Le seul biologiste à s’être ému de cet article est Pr Paul Brey, responsable de l’Institut Pasteur du Laos, lequel en prévint en France son ami le Pr Didier Sicard, qui fit suivre au ministère de la Santé. Sans autre résultat que l’indifférence. Las, durant le dernier trimestre 2019, la préparation du Nouvel An chinois (fêté à partir du 25 janvier 2020) rendit fébrile le marché de Wuhan où se vendaient en grand nombre des animaux sauvages venus illégalement du Sud et du Laos. Les halles locales allaient ainsi devenir en 2020 l’épicentre d’une épidémie mondiale et le déclencheur d’un tohu-bohu économique planétaire. La première révolution chinoise était née là, à Wuhan, en 1911. Et nul parmi les sinologues n’oublie que l’expression ge-ming (革命) signifie en mandarin non pas simplement « révolution », comme en anglais ou en français, mais aussi et surtout « changement de destinée » ou « renversement de mandat céleste », ce qui parle directement aux dirigeants chinois.
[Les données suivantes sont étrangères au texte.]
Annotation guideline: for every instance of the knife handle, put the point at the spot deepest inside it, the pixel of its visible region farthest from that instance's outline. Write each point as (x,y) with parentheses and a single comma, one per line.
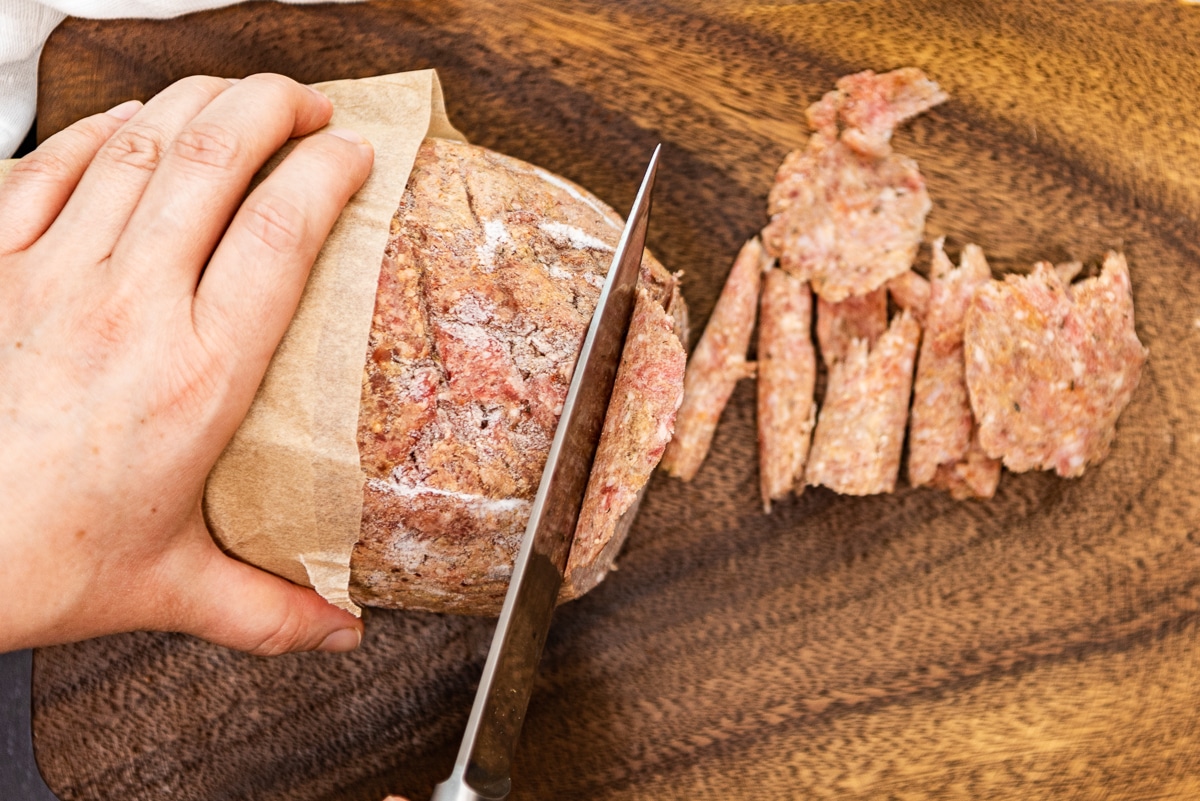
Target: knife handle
(456,789)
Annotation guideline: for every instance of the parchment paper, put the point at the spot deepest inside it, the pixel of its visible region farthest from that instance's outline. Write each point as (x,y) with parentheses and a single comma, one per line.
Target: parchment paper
(287,493)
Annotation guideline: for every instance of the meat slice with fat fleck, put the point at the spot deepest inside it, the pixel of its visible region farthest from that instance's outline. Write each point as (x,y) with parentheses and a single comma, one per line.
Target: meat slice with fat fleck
(1050,368)
(718,363)
(941,428)
(859,433)
(787,371)
(847,212)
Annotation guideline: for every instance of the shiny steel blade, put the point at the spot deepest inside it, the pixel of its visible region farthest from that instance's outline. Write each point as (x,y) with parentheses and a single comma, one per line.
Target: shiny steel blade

Dans la forêt primaire du Laos

L’article d’Antonio Wong, outre des précisions techniques sur les différentes formes (une trentaine) de coronavirus (CoV) hébergés par des chauves-souris et autres animaux dégustés au cours des fêtes chinoises, avait en outre apporté des précisions géographiques relatives aux présences de deux grandes familles de CoV (Alpha et Bêta) sur la planète. Les indications étaient claires, avec de fortes concentrations en Chine, Laos, Espagne, Italie, Mexique, Brésil et Australie, toutes zones où la récente épidémie a flambé plus qu’ailleurs.



En 2003 déjà, une épidémie mondiale à CoV de type Alpha, dite SRAS-CoV (syndrome respiratoire aigu sévère) était partie de Chine et avait atteint une trentaine de pays. En 2012-13, ce fut une autre variante, de type Bêta, dite MERS-CoV (Middle East Respiratory Syndrome) qui affecta surtout les pèlerins de la Mecque. Rebelote en 2020 sur toute la planète. Le Pr Sicard, informé depuis Vientiane par Paul Brey, note que les travaux en cours pour l’ouverture internationale d’une nouvelle route de la soie défoncent au Laos une forêt primaire très dense en chauves-souris restées totalement à l’écart des activités humaines depuis des siècles. Quelles nouvelles variantes de CoV hébergent-elles ? Et que vont-elles en transmettre ? En l’absence de toute équipe d’observation, nul ne le sait. Les trafiquants de tout bord, quant à eux, trouvent là des serpents et des pangolins en contact avec les pipistrelles locales, et dont ils savent pouvoir tirer en Chine des profits considérables. Les prochaines pandémies réserveront de troublantes surprises.